I think you need to print out phrases from this post and either put them on your bathroom mirror or desk at work or in your car or maybe all of the above and more.
the steps you talk about ARE what has helped you in the past (whole foods, eating from home, eating at planned times, planning your meals, good bedtimes, not drinking your calories, your SAD light, etc).
you are very lucky you KNOW what to do. And you know how to do it.
my post today was my comment to you (first post) and a link back to you. I added this second post. The two together, with such a short time interval, are really good. shows how to face forward and step up to take care of yourself. no self sabotage.
that is doors are LOCKED, but I am sure you figured out what I meant.
I love how aware you are of those trigger points and giving yourself time to think before going for food to fill a hole. Writing it down somehow makes it very clear and real, and I hope you can see the positive steps you are taking, one at a time. I'm very proud of you.
So glad you are posting again. It really helps!
Hi Laura--just home! You are the first one I've taken the time and energy to comment on! Just want to say I am so happy for you. You are taking the right steps, the only steps that I know work. Try to keep in the back of your mind that these are permanent changes that you want to make, not just a means to an end. I will be right there with you on the sugar elimination, and for me wheat elimination too. I gained a little over Christmas and then topped that off on a vacation where healthy choices were not always available, and when they were I stress ate...

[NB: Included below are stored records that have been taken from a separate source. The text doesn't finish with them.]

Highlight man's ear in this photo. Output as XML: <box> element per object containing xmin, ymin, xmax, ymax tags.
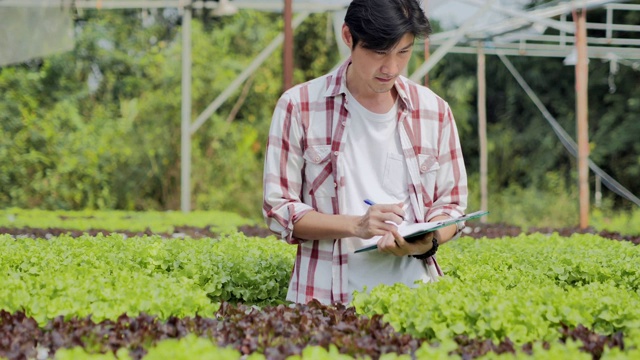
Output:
<box><xmin>342</xmin><ymin>24</ymin><xmax>353</xmax><ymax>49</ymax></box>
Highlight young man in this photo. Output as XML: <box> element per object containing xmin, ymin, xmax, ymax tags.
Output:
<box><xmin>263</xmin><ymin>0</ymin><xmax>467</xmax><ymax>304</ymax></box>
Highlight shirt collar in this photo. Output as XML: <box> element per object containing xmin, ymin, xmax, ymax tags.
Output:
<box><xmin>325</xmin><ymin>58</ymin><xmax>414</xmax><ymax>111</ymax></box>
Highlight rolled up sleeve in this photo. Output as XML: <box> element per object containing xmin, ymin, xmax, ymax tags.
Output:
<box><xmin>262</xmin><ymin>93</ymin><xmax>313</xmax><ymax>244</ymax></box>
<box><xmin>425</xmin><ymin>106</ymin><xmax>468</xmax><ymax>221</ymax></box>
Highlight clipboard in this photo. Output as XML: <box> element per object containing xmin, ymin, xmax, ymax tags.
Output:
<box><xmin>355</xmin><ymin>211</ymin><xmax>489</xmax><ymax>254</ymax></box>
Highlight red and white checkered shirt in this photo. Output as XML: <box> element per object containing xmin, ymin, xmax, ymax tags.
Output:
<box><xmin>263</xmin><ymin>60</ymin><xmax>468</xmax><ymax>304</ymax></box>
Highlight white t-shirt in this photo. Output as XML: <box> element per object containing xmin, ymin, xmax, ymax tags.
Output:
<box><xmin>344</xmin><ymin>92</ymin><xmax>430</xmax><ymax>294</ymax></box>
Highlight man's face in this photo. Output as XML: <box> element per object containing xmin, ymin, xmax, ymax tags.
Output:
<box><xmin>347</xmin><ymin>34</ymin><xmax>414</xmax><ymax>95</ymax></box>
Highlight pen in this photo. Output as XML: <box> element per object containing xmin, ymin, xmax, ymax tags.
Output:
<box><xmin>364</xmin><ymin>199</ymin><xmax>404</xmax><ymax>221</ymax></box>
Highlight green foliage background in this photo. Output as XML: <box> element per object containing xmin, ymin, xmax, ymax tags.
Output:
<box><xmin>0</xmin><ymin>1</ymin><xmax>640</xmax><ymax>225</ymax></box>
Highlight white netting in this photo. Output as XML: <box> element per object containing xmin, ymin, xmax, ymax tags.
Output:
<box><xmin>0</xmin><ymin>7</ymin><xmax>73</xmax><ymax>66</ymax></box>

Some people tell me I'm a compassionate person, but when it comes to compassion for ME???....well, not so much. It seems I get very weighed down, literally and figuratively, when I'm not perfect-- I struggle with emotional eating as well, so what a vicious cycle! Eat, feel ashamed, eat more to comfort myself...I'm breaking the cycle with some new patterns. I look forward to following you and supporting one another.